Sixteen key informants evaluated the appropriateness of the dimensions and items of the measurement. We found that except for the item ‘patient provided the previous medical history’, the median scores of four dimensions and 23 items were 7–9 and DI < 1 (Supplementary File 6). Therefore, we deleted the item ‘patient provided the previous medical history’ (Table 2).

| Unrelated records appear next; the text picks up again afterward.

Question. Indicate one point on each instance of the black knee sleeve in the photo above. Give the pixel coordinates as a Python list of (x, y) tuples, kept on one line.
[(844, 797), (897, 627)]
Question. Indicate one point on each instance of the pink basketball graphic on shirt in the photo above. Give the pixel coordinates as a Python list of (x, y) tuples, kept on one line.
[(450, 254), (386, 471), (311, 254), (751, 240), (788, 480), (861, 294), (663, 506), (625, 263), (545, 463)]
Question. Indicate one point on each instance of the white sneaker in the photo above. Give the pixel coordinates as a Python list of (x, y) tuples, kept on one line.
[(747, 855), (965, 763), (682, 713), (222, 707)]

Reliability and validity results

In the pre-survey, we deleted two items ‘patient provided the compliance of drugs’ and ‘in the medication plan, provider provided compliance information of drugs’, which were not observed in actual encounters (Table 2). In the formal survey, 150 clinician–patient encounters were provided by 150 clinicians from 15 provinces/municipalities (50 clinicians from eastern China, 50 from central China, and 50 from western China), and 150 pharmacist–patient encounters were provided by 27 pharmacists from 14 provinces/municipalities (19 pharmacists from eastern China, 4 from central China, and 4 from western China). Finally, 300 provider–patient encounters were included for analysis, and we found that the scores of these items were generally not high (Table 3). Among them, there were three items with an average score >1, which were ‘patient provided the overview of drugs’, ‘patient provided the main symptoms’, and ‘in the medication plan, provider considered the patient's expectations and concerns’. Harman single factor test results found that the cumulative percentage of the first factor was 16.648% by exploratory factor analysis, less than the threshold of 40%. Therefore, common method biases were not severe, and subsequent analysis could be conducted.

Table 3.

Interrater reliability and single indicator validity of the measurement.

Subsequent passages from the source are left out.